Faculty Spotlight: Energy Law and Fixing the Power Grid with Joshua Macey
Professor of Law Joshua Macey ’17, who received tenure in January 2026, teaches and writes about bankruptcy, environmental law, energy law, and the regulation of financial institutions. His latest work focuses on the fragility of the nation’s electric grid and offers strategies to improve grid reliability and accelerate the transition to new sources of energy.
In 2023, the American Bankruptcy Institute named Macey to its list of 40 Under 40 Emerging Leaders in Insolvency Practice. Macey has also won the Morrison Prize — awarded to the “most impactful sustainability-related legal academic paper published in North America during the previous year” — for three consecutive years.
Prior to joining the faculty at Yale Law School in 2024, Macey taught at the University of Chicago Law School and Cornell Law School. He previously worked at Morgan Stanley and clerked for Judge J. Harvie Wilkinson III of the U.S. Court of Appeals for the 4th Circuit.
In the Q&A below, Macey discusses improving the reliability of the U.S. power grid, how to keep up with demand from data centers, and his advice for students interested in careers in energy law.
In your Energy Law course, you show students your own electric bill and go over it line by line. What kind of information can you glean about energy policy from a household electric bill?
When you read your utility bill carefully, you see that the way we design rates doesn’t provide strong incentives to reduce consumption. Ratepayers also typically have very little choice in picking their supplier, and they are paying for a lot of state policies, some of which have little connection to electricity rates. I want them to understand how pricing decisions influence and distort utility investment, how the decision to grant a firm a legal right to a monopoly leads to perverse governance and regulatory incentives, and how challenging it is to change that system.
The U.S. electric grid is under strain, with extreme weather and blackouts on the rise. One of your recent papers argues that a primary cause of our unreliable grid is a failure of grid governance. Can you explain more?

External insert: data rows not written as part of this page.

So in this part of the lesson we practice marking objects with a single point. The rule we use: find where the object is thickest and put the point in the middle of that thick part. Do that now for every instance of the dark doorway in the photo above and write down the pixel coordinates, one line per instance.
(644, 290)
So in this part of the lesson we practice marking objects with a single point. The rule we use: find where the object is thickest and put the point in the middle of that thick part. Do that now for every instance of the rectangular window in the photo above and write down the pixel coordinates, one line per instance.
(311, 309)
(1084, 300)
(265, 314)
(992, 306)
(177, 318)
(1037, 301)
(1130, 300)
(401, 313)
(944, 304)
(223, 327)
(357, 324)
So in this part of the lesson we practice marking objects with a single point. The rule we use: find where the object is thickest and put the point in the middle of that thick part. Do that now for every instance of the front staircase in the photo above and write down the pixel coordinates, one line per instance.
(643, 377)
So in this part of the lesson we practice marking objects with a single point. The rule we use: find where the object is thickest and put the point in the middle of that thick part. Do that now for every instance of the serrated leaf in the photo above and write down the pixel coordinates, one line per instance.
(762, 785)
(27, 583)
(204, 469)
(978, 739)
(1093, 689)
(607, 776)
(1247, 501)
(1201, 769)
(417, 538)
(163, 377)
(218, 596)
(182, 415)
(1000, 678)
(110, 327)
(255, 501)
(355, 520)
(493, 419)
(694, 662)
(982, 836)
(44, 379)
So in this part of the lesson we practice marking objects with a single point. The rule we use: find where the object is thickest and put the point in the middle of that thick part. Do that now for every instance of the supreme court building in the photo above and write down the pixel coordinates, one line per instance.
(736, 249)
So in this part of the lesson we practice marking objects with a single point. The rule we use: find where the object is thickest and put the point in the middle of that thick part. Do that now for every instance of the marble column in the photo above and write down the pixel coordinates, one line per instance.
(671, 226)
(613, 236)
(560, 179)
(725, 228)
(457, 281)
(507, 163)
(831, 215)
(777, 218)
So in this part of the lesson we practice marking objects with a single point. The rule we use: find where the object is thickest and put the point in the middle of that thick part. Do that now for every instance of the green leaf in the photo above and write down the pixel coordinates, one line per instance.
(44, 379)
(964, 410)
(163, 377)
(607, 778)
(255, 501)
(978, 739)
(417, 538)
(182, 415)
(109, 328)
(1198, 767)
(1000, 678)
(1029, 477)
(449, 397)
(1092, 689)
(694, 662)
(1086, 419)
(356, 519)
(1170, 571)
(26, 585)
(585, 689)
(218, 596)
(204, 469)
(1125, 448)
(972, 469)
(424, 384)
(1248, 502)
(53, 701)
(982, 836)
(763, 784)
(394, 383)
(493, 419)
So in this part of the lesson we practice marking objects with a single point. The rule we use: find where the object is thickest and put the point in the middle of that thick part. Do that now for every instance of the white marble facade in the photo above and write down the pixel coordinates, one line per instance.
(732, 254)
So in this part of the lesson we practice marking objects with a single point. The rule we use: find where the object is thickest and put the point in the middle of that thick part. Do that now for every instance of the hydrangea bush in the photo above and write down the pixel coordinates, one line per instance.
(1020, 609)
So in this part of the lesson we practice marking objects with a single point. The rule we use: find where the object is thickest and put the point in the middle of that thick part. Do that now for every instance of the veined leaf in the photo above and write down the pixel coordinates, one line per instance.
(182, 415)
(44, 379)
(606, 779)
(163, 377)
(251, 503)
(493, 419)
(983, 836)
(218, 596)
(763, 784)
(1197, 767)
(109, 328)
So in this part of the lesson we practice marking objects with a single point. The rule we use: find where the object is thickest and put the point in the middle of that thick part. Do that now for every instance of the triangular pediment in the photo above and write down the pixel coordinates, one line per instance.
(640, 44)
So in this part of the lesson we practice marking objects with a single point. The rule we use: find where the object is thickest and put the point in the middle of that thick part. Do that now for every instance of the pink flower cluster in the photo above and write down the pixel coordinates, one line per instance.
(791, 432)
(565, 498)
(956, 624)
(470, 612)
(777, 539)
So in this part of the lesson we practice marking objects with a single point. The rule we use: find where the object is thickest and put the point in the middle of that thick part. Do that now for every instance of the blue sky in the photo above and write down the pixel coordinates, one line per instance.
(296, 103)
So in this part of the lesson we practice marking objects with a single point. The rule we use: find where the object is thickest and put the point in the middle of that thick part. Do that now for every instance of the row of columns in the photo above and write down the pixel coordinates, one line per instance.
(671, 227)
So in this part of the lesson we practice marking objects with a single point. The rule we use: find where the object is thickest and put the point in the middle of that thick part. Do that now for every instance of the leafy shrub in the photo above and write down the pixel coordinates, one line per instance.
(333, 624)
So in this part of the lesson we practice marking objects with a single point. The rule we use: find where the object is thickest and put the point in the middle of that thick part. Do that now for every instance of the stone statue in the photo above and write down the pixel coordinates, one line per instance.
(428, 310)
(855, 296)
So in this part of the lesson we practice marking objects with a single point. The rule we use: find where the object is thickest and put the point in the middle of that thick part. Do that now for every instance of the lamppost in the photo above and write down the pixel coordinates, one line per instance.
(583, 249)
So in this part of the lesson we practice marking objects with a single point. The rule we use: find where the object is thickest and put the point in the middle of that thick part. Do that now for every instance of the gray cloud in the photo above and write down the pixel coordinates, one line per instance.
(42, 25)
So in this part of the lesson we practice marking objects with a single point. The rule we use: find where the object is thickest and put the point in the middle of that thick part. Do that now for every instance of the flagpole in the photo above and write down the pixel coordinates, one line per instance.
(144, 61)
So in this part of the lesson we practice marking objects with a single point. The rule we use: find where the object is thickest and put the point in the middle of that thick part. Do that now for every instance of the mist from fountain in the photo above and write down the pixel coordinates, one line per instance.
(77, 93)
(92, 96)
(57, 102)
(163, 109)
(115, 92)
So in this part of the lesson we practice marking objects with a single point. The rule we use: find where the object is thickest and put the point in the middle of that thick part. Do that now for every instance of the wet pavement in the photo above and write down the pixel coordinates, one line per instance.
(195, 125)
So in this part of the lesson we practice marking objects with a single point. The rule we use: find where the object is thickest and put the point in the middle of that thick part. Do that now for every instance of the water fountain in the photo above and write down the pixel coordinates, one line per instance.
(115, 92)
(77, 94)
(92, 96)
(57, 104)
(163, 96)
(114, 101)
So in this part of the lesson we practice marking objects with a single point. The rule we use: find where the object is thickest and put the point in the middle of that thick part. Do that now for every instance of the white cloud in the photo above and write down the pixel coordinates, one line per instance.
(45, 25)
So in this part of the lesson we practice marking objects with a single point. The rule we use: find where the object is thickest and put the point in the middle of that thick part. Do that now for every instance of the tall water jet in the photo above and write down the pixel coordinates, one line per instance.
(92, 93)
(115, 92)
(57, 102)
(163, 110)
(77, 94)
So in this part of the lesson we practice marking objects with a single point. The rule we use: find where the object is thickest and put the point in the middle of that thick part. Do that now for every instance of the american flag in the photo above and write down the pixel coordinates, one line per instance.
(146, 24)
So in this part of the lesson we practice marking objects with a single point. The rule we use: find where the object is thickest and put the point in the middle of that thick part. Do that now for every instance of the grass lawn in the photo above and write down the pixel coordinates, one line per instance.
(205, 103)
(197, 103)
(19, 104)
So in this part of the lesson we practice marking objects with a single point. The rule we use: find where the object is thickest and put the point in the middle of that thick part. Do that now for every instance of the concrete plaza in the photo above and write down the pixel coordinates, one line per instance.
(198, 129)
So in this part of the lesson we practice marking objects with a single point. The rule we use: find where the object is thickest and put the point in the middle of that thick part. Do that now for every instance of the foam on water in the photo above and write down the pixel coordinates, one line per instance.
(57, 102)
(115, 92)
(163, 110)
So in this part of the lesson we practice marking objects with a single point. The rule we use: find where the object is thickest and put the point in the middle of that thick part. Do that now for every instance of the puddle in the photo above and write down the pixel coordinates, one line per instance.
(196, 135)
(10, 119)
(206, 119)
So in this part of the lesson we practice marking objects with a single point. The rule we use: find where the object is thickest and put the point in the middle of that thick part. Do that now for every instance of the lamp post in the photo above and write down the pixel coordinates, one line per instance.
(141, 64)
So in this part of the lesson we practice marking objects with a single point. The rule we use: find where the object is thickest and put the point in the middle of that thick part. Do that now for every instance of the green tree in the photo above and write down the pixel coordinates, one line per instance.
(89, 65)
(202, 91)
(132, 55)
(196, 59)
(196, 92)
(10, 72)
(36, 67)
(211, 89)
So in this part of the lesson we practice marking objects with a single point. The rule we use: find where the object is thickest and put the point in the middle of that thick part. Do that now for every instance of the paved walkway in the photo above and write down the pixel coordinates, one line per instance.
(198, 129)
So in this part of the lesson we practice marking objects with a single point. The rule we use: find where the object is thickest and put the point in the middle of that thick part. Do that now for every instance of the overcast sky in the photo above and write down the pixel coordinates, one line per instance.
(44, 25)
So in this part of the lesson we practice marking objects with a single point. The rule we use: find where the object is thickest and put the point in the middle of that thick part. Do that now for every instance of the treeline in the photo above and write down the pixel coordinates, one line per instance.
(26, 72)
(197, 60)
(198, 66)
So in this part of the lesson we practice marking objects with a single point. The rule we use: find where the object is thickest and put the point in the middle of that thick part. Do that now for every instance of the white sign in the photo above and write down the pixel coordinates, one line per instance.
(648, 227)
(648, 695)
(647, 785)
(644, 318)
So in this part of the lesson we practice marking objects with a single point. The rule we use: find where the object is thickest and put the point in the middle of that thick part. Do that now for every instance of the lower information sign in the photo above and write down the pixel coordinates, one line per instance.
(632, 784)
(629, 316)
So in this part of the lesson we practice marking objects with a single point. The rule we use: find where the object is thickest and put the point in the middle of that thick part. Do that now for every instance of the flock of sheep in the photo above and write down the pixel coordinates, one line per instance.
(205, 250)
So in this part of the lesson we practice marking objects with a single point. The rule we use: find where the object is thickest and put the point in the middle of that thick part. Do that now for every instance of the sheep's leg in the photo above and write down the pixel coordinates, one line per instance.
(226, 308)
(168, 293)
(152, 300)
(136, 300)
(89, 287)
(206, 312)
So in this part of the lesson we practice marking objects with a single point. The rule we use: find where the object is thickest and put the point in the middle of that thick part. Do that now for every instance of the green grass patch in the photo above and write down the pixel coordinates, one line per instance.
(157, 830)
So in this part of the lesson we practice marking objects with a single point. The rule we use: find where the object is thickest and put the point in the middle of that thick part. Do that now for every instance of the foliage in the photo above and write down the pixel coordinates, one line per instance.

The U.S. grid infrastructure is under strain for a lot of reasons, but governance is a big one, in my opinion. We have designed these semiprivate self-regulatory organizations to administer wholesale electricity markets, plan transmission investment, and make sure we build enough supply to meet future demand. These entities are largely governed by incumbent utilities that owned or operated grid infrastructure for most of the 20th century, and they have strong financial reasons to resist reforms that would expose their existing assets to competition from independent power producers. As we struggle to get new resources online, we should at least be aware that many institutions that develop market rules are governed by entities that can boost their profits by limiting competition.
Power grids in many states are also struggling to keep up with demand from data centers and costs are soaring. What can lawmakers and regulators do to help solve this issue?
First, you should make it easier to build and permit infrastructure. Second, you should allow data centers to bring their own generation when they are able to. But a lot of the most important reforms involve connecting to the grid and making sure enough supply enters the market.
One good idea is to do something called the connect and manage approach to interconnecting to the grid. Typically, before connecting to the grid, transmission operators conduct a lengthy study to determine whether the new generating unit will cause stability or reliability issues. If so, the transmission owner upgrades its transmission network to make sure the unit can connect to the market. Instead of doing that, we should let resources connect more quickly so long as they accept the risk that they can be forced to shut down if or when they contribute to voltage or frequency issues.
Similarly, when deciding how to move through the connection queue, we should auction off interconnection positions instead of moving sequentially. Finally, we need to really think about how to allow more competitive processes for identifying where to build transmission and generation, and who can build it.
In another article, you argue that public utilities are entrenched monopolies that engage in classic anticompetitive conduct at the expense of customers, citing a case involving Duke Energy in North Carolina. Do regulators need to be more aggressive in enforcing antitrust law?
Yes, electric utilities are given a legal right to a monopoly. Too often, they can use that monopoly privilege to give themselves an advantage in a competitive market (such as the market for selling electric energy). Antitrust regulators have been reluctant to use antitrust tools, perhaps because the industry is technical, and perhaps because other regulators analyze market power abuses. But antitrust has a proud history in utility industries, and given the significant opportunities for abuse, antitrust regulators should not abandon the field to regulators like the Federal Energy Regulatory Commission (FERC) and the Department of Energy (DOE), who do not have as much experience or expertise regulating anticompetitive conduct.
You advise students who are interested in careers in energy law to consider working at the state level, as well as the federal level or for a national environmental nonprofit. Why are states a good place to be?
It’s great to work at FERC or DOE or at the environmental nonprofits. But a lot of the most important energy work is happening at state public utility commissions, and those are careers that should be attractive to our students, especially those who are focused on climate change or energy affordability.